18:24:57 <smooge> and that is ok
18:25:19 <doteast> ah, you can win them all, even in business settings I guess
18:25:33 <nirik> sure... but these are our expectations.
18:25:58 <nirik> if we say app X will be addressed in 4 hours, but we don't... we need to adjust that or make sure we notify people harder or whatever.
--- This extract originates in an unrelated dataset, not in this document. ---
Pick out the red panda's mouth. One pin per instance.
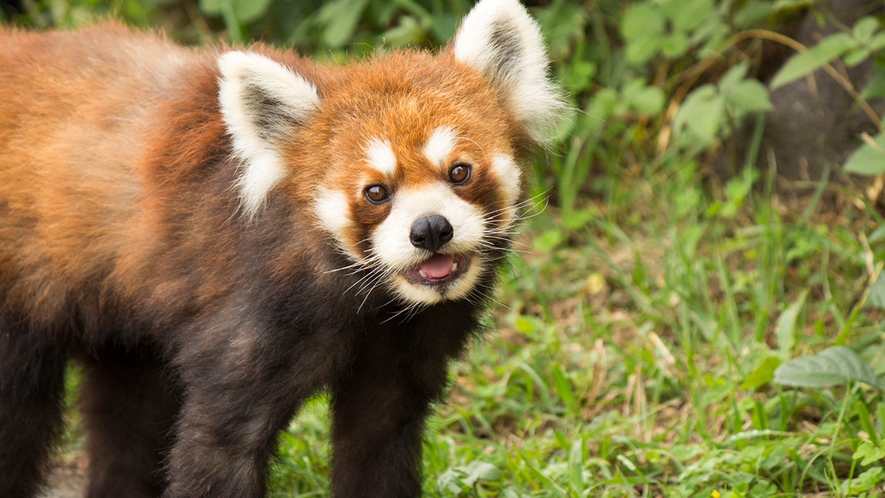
(438, 269)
18:26:20 <smooge> ah that goes to #info Who sets them?
18:26:21 * doteast nods
18:26:24 <nirik> probibly when apps are in their RFE process we can ask what expectations should be...
18:27:00 <mizdebsk> you mean RFR?
18:27:04 <nirik> "this is a fedoracommunity app we are just playing around with" -> no monitoring, whoever runs it responsible, no SLE at all.
18:27:11 <nirik> yeah, RFR, sorry. ;)
18:27:20 <doteast> request for resources
18:27:49 <nirik> "this is mirror lists for end users" -> monitored, will be acked in 15min, will be fixed asap, all hands on deck until it's working again.
18:28:47 <clime> .thisdoesntwork would be a good domain for apps in RFR ;)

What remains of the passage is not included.